Does America have a distinctive national character? Up until the 1960s, this was a question of great interest to historians. But then, according to historian David Kennedy, it dropped off the map, to be taken up only sporadically by sociologists and political scientists. Writing in the Boston Review, Kennedy argues that historians need to take the question back.
Alexis de Tocqueville.
Kennedy is a Professor of History, Emeritus at Stanford, and as he sees it historians are in a unique position to write on the subject of the American character. Over the last half century, they've put together an extraordinarily diverse set of very specific American histories, bringing once-marginalized groups into historical focus; in doing this, they stepped away from sweeping questions, becoming "a guild of splitters, not joiners." Now, Kennedy argues, it's time to start drawing on "the large but disarticulated library of social history that has emerged in the last few decades." We've learned just how diverse Americans are - now we can start to ask what they have in common.

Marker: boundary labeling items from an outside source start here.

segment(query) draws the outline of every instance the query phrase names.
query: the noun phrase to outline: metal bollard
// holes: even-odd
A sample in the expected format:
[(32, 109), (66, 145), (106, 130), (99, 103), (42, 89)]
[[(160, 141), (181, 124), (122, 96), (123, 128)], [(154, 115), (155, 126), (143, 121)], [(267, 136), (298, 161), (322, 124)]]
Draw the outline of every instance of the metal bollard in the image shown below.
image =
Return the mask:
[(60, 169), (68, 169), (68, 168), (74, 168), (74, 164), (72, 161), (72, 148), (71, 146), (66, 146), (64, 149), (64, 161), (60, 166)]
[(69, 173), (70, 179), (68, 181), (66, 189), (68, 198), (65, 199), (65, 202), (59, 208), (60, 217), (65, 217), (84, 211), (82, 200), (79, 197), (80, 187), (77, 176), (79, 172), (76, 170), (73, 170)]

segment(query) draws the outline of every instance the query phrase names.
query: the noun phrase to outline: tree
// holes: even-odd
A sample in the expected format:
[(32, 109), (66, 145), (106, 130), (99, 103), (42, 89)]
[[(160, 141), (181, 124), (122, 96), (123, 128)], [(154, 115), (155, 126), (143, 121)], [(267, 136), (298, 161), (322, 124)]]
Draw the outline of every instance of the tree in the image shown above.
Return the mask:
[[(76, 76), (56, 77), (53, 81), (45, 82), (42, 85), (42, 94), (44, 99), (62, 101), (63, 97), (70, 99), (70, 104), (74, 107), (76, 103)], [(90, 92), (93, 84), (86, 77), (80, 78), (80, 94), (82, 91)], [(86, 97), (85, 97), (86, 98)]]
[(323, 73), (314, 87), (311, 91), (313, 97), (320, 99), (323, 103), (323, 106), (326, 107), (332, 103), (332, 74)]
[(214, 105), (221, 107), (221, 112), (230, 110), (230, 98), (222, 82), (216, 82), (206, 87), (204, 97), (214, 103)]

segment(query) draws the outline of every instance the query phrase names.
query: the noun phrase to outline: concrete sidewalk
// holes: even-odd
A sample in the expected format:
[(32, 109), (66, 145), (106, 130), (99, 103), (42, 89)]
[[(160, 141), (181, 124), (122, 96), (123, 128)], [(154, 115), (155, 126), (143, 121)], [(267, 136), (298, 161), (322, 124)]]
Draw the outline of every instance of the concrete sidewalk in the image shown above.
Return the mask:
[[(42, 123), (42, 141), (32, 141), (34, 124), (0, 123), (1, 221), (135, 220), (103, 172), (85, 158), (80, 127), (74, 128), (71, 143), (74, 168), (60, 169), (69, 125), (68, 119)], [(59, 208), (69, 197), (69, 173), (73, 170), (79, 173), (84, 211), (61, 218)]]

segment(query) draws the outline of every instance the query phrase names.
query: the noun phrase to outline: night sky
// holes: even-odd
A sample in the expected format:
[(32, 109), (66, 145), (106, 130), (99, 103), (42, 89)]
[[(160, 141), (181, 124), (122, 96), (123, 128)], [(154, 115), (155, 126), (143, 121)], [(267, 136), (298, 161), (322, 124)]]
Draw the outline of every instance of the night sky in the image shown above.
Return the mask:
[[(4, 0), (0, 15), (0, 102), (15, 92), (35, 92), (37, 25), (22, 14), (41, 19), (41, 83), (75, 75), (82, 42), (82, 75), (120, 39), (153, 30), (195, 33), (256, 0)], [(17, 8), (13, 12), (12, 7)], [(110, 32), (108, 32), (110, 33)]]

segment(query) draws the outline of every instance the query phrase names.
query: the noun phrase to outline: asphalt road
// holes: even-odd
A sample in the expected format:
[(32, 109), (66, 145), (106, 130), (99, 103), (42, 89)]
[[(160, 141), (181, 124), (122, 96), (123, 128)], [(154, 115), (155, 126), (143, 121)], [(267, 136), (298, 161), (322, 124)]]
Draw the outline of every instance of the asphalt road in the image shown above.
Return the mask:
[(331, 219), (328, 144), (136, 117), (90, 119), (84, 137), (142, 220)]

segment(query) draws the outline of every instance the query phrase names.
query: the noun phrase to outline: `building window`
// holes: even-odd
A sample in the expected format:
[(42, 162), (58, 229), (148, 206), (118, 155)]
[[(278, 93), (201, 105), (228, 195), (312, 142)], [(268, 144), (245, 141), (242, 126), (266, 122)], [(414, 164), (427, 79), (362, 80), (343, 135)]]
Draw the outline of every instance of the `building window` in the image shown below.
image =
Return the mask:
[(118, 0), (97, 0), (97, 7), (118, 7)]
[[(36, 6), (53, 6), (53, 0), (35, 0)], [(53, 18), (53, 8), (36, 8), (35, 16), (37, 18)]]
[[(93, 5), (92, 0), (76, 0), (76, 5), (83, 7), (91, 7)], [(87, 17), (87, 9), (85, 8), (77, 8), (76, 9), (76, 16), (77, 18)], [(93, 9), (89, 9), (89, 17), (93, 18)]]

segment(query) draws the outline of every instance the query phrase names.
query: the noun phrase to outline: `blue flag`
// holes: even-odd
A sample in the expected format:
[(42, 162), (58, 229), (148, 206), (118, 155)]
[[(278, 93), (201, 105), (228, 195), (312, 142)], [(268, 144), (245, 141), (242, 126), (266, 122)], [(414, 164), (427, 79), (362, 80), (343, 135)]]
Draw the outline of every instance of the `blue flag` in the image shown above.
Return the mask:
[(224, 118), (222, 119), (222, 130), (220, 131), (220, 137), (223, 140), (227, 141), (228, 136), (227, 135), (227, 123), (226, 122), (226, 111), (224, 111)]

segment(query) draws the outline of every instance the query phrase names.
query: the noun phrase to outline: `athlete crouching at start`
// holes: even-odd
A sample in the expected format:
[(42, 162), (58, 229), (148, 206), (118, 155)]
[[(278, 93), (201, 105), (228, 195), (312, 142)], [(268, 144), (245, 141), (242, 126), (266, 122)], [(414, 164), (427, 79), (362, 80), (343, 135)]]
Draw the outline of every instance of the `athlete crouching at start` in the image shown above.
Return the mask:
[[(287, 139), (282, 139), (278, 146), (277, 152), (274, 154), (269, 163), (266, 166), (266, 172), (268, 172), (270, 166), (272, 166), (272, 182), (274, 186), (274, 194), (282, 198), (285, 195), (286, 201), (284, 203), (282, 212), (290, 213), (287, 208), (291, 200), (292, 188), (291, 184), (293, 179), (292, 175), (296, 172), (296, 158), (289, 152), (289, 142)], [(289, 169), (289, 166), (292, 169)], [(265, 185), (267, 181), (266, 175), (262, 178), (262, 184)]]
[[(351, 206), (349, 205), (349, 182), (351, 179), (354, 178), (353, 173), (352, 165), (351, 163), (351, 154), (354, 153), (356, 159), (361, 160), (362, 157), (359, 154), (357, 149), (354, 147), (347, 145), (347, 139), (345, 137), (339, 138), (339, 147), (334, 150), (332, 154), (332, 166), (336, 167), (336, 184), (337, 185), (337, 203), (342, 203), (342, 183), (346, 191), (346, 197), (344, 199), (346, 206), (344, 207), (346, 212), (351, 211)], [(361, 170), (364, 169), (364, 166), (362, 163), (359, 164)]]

Kennedy singles out for particular praise Claude Fischer's Made in America: A Social History of American Culture and Character. Fischer is a sociologist at Berkeley, but a sociologist who takes a historical approach, focusing, Kennedy writes, on "processes ... trends and developments and differences over time - all matters lying squarely within the historian's province."
Fischer's conclusion (according to Kennedy) is that it's defined by voluntarism is at the core of the American character. Voluntarism has two aspects. On the one hand, it means thinking of yourself as an individual equipped with a (voluntary) will - as someone who's entitled to pursue your own happiness. On the other hand, it means recognizing that, in Fischer's words, "individuals succeed through fellowship - not in egoistic isolation but in sustaining, voluntary communities." It's because of these two aspects of voluntarism that we have an affinity for both the exclusive and the inclusive - for gated communities as well as religious diversity, for casual manners as well as social climbing. This can't be the final answer, of course - Kennedy hopes that it's only the first salvo in an epic exchange of fire among historians.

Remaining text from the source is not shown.